What is repo rate and reverse repo rate?
Repo rate and reverse repo rate are both monetary policy tools used by the central bank of a country to influence the amount of money in circulation in the economy and to control inflation. While repo rate is the rate at which the central bank lends money to commercial banks, reverse repo rate is the rate at which the central bank borrows money from commercial banks.
What is Repo Rate ?
When the central bank wants to increase the amount of money in circulation, it lowers the repo rate. This makes it cheaper for commercial banks to borrow money from the central bank, which in turn enables them to extend more credit to consumers and businesses, thereby increasing the money supply in the economy. Conversely, when the central bank wants to reduce the amount of money in circulation, it raises the repo rate, making it more expensive for commercial banks to borrow from the central bank, and thereby decreasing the amount of credit they can extend.
What is Reverce Repo Rate?
On the other hand, when the central bank wants to reduce the amount of money in circulation, it raises the reverse repo rate.
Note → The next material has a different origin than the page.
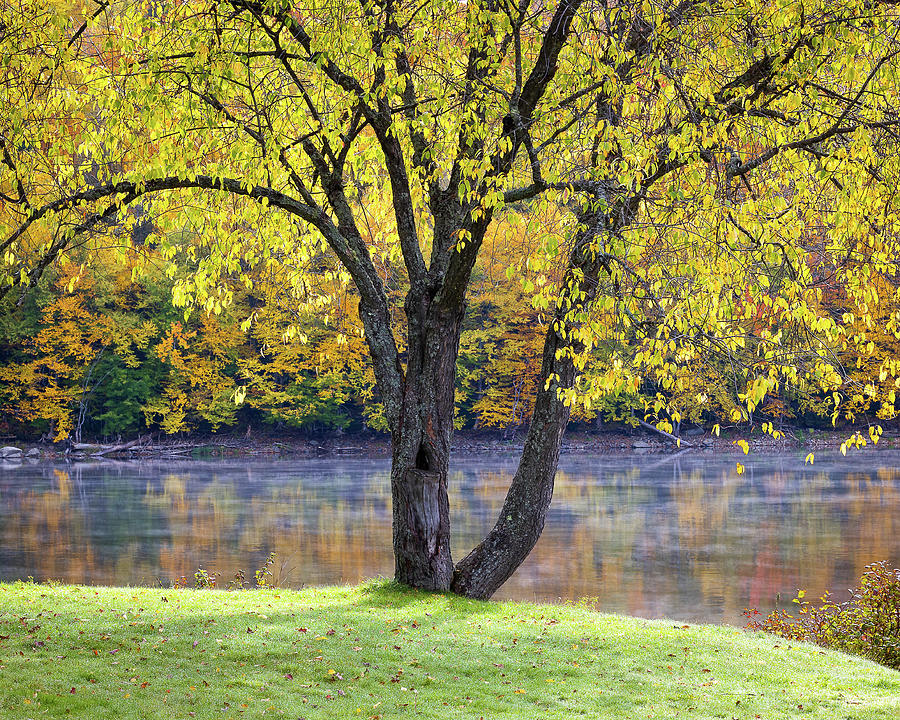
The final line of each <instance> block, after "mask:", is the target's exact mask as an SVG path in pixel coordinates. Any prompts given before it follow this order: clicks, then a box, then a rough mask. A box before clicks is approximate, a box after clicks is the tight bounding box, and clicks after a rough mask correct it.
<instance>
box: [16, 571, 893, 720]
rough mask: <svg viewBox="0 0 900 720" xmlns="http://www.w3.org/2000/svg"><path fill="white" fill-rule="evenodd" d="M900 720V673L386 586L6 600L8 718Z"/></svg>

This makes it more attractive for commercial banks to deposit their excess funds with the central bank, thereby reducing the amount of money in circulation in the economy. Conversely, when the central bank wants to increase the amount of money in circulation, it lowers the reverse repo rate, making it less attractive for commercial banks to park their excess funds with the central bank, and thereby increasing the money supply in the economy.
In India, the Reserve Bank of India (RBI) determines the repo rate and reverse repo rate as part of its monetary policy. The repo rate and reverse repo rate are typically announced in the RBI’s monetary policy statement, which is issued at regular intervals.